Monday, August 5, 2019

Dear Governor DeWine

Dear Ohio Governor DeWine:

   Thank you for sharing your response to the shooting of innocent people in Dayton.  Because of your own personal loss years ago, I do not doubt your sincerity when you mentioned that you and your wife were brokenhearted by this senseless act.
   But the problem we face has nothing to do with our hearts that can be broken by this hate, by this blasphemy we call white supremacy, this lunacy we call gun ownership.  It is the fact that we have lost those values which once made our hearts what they should be.  Decency, caring, looking after the vulnerable, offering compassion to those who are broken, listening to those with whom we disagree, seeking to discover what it is that unites us not what divides us, and putting aside our differences for the common good.

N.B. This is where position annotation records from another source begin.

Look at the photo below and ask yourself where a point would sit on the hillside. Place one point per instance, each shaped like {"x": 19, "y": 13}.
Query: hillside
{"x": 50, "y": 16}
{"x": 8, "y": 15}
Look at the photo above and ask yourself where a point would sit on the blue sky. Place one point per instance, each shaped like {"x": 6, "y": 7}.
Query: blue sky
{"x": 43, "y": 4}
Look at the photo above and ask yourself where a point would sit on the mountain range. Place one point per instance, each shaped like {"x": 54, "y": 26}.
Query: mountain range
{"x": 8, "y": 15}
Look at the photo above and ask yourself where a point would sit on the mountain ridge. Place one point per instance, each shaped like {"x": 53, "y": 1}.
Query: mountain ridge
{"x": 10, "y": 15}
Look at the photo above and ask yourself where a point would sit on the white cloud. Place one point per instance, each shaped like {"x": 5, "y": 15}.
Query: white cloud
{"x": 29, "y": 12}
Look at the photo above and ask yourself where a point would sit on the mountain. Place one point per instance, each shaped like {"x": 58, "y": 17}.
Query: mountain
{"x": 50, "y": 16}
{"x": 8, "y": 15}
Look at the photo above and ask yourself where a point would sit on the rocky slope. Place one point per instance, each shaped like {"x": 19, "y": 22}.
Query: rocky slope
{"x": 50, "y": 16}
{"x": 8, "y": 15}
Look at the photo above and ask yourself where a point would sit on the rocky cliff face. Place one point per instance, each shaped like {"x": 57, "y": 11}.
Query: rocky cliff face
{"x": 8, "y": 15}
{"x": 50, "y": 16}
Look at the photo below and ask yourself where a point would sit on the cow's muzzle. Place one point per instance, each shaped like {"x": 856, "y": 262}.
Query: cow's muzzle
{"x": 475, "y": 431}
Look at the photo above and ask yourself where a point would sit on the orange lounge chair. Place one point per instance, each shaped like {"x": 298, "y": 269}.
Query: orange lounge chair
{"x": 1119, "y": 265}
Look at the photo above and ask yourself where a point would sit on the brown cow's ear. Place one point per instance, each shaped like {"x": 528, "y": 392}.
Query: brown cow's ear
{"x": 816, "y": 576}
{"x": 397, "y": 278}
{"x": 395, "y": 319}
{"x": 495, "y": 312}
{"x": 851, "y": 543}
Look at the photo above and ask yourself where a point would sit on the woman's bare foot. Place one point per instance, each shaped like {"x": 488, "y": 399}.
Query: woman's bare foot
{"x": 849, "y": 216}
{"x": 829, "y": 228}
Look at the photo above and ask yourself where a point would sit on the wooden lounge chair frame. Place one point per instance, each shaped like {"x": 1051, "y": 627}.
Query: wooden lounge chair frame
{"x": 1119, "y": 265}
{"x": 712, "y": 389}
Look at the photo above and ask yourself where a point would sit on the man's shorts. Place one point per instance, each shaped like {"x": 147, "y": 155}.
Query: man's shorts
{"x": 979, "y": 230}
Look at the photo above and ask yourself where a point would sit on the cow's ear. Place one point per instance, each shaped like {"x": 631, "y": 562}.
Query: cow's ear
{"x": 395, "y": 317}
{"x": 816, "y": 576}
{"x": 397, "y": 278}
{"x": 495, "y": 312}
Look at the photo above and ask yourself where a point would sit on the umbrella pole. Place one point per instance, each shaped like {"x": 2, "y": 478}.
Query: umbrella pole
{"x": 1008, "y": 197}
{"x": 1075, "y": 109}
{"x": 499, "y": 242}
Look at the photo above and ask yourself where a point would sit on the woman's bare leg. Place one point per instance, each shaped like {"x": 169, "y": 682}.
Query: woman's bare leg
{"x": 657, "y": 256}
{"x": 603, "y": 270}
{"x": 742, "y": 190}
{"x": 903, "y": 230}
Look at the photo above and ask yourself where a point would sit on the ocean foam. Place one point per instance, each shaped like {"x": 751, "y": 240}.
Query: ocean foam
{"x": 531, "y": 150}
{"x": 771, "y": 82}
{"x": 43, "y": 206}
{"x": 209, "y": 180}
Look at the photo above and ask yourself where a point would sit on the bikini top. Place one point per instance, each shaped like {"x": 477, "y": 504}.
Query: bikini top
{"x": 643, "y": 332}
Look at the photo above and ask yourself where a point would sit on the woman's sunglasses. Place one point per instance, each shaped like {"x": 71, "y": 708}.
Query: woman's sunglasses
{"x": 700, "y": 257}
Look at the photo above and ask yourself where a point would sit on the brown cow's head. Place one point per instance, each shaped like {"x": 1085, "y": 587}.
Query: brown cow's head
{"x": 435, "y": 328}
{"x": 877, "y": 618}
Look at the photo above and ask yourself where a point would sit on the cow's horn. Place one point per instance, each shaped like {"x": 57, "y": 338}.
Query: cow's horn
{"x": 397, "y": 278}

   No, we have allowed our hearts to become scarred by angry rhetoric and hateful words, rhetoric that demonizes anyone who dares to question, words which tear down the souls of others.  We have allowed our hearts to become hardened by viewpoints that cast foreigners as murderers and rapists, not as families seeking a new life.  We have allowed bitterness to flow through our veins, bitterness thinly veiled as patriotism and offered as a political philosophy.  We have allowed our hearts - hearts which served in war, hearts which sought peace, hearts which build homes and hope, hearts which feed the hungry and shelter the homeless - we have allowed them to become hardened by fear, by doubt in the motives of fellow human beings, by hatred of the other, and by false misrepresentations of what this nation has always stood for since its founding.

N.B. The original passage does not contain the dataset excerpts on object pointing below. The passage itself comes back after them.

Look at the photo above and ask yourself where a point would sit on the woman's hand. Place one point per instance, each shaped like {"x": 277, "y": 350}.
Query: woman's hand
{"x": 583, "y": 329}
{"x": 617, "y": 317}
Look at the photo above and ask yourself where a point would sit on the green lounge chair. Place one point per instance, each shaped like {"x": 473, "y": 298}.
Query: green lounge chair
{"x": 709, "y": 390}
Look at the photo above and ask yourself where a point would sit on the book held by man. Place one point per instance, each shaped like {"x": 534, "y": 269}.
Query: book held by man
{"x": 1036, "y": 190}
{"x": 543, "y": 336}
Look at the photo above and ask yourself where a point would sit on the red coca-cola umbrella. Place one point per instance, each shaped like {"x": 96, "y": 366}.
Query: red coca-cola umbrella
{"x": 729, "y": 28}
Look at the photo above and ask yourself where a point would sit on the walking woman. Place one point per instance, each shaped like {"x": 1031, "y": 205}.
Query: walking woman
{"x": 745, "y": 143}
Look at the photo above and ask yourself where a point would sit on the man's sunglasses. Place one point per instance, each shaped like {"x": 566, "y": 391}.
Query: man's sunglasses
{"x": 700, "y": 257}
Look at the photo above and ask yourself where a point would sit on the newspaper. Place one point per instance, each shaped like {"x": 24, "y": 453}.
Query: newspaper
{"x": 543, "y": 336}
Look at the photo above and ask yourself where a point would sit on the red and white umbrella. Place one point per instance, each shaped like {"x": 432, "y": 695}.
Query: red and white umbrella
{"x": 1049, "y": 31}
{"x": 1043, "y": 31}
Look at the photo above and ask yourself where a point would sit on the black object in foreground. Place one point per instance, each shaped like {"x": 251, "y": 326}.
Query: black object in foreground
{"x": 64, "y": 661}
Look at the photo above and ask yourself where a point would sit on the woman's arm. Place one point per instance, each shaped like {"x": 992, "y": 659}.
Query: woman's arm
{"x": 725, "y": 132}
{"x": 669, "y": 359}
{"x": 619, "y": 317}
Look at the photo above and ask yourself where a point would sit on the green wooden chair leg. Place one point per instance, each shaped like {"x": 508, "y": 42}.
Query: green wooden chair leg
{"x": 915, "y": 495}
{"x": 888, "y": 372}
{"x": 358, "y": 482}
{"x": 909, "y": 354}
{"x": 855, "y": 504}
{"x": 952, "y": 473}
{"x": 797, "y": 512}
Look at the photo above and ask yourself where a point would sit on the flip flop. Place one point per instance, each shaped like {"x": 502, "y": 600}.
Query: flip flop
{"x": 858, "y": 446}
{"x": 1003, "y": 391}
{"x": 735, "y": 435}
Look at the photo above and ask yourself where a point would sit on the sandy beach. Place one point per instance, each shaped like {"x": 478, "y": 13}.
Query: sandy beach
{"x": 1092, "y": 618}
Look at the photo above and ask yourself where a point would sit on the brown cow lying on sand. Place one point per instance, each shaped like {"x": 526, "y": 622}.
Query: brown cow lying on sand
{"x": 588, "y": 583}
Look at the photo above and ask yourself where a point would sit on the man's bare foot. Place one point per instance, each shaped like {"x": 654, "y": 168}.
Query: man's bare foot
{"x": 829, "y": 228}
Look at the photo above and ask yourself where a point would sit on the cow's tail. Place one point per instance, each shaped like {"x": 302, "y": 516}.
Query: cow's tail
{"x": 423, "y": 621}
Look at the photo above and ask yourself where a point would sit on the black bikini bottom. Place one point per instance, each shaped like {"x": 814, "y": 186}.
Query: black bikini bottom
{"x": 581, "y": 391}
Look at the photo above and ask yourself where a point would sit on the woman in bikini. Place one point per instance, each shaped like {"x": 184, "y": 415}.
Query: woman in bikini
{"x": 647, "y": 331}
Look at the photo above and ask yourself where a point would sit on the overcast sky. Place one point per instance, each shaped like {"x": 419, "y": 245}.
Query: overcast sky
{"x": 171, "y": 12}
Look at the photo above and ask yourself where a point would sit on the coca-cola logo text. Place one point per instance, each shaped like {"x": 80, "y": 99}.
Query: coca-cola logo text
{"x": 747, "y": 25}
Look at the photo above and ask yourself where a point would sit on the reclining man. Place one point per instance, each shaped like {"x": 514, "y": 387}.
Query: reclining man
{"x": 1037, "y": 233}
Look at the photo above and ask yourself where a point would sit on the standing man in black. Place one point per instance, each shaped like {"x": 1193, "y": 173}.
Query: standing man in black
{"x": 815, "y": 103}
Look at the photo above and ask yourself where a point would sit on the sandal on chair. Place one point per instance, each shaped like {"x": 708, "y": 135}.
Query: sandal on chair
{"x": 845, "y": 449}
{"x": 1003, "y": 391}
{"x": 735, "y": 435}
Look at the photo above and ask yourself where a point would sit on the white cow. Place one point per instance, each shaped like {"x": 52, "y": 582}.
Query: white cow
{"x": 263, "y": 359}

   Yes, you and your party will continue to offer us your thoughts and prayers every time these acts of domestic terrorism take place.  But is it possible for you to have new thoughts, different thoughts.  Can you, and the other leaders of our state, dare to think what passing an open carry law would bring to our state?  Could you entertain the thought of daring to veto such a bill?  I wonder if you could think what a difference it might make for future victims, if you took leadership in banning military style assault weapons once and for all.  Every police officer, every military person I know, says such weapons do not belong in the hands of civilians.  I hope that you might be willing to provide leadership for your party, in this state as well as nation, to stand up to the obscene power which has been given to the leadership of the NRA, a group that could care less about responsible gun ownership, and more about its ability to buy more and more politicians who will dutifully do whatever they demand.

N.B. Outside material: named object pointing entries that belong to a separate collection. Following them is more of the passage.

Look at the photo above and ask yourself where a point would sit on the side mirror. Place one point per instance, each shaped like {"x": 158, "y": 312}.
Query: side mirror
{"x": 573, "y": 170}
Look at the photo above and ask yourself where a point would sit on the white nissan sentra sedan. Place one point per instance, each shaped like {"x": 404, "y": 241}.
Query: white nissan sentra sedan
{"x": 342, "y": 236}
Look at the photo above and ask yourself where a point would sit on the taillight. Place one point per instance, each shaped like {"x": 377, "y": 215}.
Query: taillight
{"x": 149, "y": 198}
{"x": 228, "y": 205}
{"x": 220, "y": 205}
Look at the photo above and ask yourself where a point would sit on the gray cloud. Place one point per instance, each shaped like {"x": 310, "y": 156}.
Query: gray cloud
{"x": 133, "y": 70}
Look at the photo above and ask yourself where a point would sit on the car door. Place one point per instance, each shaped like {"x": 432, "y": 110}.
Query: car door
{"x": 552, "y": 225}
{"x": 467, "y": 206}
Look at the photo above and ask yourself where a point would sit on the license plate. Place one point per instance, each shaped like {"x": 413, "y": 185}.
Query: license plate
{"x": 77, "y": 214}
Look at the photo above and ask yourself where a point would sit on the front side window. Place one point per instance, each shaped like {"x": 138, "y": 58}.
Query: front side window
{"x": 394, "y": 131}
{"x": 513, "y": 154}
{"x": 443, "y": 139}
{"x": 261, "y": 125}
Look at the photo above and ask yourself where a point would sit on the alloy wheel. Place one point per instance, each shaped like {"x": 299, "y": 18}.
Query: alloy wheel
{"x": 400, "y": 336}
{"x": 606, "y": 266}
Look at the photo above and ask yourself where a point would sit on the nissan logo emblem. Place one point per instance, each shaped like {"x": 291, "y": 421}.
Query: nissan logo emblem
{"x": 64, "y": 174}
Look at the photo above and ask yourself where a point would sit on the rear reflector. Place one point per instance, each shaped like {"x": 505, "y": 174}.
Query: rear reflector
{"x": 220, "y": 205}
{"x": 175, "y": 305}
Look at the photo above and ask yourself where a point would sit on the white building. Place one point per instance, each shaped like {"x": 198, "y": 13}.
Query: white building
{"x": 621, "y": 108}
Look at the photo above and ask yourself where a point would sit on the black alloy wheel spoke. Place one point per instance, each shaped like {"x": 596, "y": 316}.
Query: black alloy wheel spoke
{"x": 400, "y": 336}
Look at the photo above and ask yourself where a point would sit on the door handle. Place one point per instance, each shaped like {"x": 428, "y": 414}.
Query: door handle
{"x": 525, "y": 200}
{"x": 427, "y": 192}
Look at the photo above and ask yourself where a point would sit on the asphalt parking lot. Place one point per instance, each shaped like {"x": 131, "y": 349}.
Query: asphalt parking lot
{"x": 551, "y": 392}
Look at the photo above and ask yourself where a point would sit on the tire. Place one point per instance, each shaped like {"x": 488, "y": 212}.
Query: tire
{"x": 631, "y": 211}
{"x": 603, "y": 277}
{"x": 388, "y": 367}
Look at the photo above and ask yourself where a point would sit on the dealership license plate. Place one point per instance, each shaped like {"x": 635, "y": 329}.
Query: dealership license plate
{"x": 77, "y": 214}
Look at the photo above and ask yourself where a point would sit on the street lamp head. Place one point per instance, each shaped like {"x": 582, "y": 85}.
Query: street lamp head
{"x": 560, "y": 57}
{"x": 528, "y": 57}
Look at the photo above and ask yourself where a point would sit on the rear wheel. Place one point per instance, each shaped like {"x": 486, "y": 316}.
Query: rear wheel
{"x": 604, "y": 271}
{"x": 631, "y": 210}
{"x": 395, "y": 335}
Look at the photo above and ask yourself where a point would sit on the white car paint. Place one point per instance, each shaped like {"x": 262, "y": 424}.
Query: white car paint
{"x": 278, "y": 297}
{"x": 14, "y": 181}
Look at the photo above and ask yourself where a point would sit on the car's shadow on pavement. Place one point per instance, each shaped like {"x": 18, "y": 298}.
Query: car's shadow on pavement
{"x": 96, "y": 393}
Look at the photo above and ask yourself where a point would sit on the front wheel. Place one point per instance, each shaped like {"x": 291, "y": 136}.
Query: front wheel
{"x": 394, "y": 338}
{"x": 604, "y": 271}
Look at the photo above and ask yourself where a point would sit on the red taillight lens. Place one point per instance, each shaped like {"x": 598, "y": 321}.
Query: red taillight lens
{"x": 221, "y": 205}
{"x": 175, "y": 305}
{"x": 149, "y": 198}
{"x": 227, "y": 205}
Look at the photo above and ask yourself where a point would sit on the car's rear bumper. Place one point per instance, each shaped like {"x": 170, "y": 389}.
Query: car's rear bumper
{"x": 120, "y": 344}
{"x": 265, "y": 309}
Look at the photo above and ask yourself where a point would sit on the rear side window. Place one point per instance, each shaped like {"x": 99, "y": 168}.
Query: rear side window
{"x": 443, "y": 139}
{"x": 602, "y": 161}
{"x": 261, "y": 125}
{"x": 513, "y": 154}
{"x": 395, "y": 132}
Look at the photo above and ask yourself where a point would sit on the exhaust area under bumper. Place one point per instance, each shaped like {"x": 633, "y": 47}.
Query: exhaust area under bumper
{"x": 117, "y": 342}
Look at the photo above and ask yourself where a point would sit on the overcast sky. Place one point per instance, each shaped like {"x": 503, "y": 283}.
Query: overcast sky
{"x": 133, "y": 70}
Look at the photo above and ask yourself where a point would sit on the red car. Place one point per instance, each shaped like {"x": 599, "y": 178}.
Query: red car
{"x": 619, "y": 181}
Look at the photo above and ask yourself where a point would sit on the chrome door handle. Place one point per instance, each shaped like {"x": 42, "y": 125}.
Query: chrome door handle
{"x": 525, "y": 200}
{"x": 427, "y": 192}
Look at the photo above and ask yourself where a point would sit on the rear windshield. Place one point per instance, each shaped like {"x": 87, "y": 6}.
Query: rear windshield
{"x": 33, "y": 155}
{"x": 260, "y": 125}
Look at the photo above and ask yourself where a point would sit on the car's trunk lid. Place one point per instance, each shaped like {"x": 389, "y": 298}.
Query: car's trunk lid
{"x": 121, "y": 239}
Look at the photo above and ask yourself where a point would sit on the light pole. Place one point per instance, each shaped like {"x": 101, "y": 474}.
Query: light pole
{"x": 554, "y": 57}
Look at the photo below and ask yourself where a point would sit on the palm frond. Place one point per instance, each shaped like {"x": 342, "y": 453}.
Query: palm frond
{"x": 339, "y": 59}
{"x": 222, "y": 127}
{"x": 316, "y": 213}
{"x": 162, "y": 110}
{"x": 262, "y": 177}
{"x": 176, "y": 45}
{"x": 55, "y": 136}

   And yes, let us pray.  By all means, let us pray.  And when we do, let us keep the photos of those who died in Dayton, in El Paso, in Gilroy, and in places too many to mention.  Because if we see those faces - the faces of children, of a mother who shielded her child, of a senior citizen, of young people out on a date, of families who were simply shopping for school supplies - maybe then we will know what to pray for.  Maybe we will pray for the courage to denounce those who speak words which are hate speech masked as politics, the wisdom to set aside our demands and listen to the pain-filled cries of survivors, the ability to discover that there is another way to live and to serve, to care and to hope.  And maybe, just maybe we can find our way back to being a nation built on justice, grace, kindness, and welcome for all.
   Like you, my heart is broken. 
   But I am determined not to let it be filled with bitterness, hate, division, fear, and anger.